James’s four siblings included William James, the famous psychologist with a penchant for psychics. Henry’s literary influences included invitation-only audiences with George Sands and a London-playwright phase with Oscar Wilde.
The Master strolls between key events in Henry’s life that permeate his novels. He lived abroad, writing about the upper crust writers and artists he mingled with in Florence, Paris and London. The powerful theme of the unspoken dominates his fiction.
James loved and abandoned two women at critical junctures. After her death, his spirited cousin Minny inspired Daisy Miller and Portrait of a Lady. She was his hidden self, “the part he guarded most fiercely.” Novelist Constance Woolson was his closest friend, yet he turned his back on her, “retreating into the locked room” before she committed suicide. James grieved, but their deaths made him feel safe. His astute analysis about other people did not extend to self-scrutiny.

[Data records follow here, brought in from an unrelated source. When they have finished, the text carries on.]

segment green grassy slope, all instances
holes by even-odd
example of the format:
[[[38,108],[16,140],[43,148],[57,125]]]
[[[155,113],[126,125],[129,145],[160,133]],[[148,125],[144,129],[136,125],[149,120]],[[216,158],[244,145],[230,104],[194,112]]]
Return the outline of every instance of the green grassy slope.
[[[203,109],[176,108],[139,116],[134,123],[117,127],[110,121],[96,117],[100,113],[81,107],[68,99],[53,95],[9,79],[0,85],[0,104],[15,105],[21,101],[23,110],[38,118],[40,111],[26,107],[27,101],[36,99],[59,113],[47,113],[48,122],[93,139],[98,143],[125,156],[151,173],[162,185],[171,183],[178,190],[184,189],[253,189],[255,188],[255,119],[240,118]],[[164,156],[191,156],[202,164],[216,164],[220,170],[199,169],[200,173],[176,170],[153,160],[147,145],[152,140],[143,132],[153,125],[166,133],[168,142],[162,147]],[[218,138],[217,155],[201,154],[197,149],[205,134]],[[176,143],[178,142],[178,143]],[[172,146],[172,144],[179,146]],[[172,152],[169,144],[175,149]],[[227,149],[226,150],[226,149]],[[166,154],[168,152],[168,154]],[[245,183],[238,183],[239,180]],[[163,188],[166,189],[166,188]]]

James lived in “the shadowed corners, and all the other rooms from whose windows he had observed the world, so they could be remembered and captured and held.” A privileged gentleman who could have led a dilettante’s life of leisure, James chose rigorous discipline to support himself and published a book every year until his death.
— Mara Thygeson
Snow, a novel by Orhan Pamuk. Knopf, 2004. Hardcover, $26. 2004 New York Times Notable Book.
Orhan Pamuk’s earlier novel, My Name is Red (reviewed in Winter Reading 2001-2002, 11/29/01), mesmerized me. A convoluted tale of murder and love, the story winds its way through the intricacies of the guild of court miniaturist painters in late 16th century Constantinople, the Turkish capital of the Ottoman Empire.
Now Pamuk takes us on a more contemporary but no less mystifying journey to a remote Turkish town on the Russian border that’s been snowed in by a giant storm and cut off from the outside world for a few days. Ka, a political exile, has arrived on the last bus into Kars. A poet, Ka has come to find Ipek, a beautiful woman friend he desperately wants to marry and take back to Germany with him.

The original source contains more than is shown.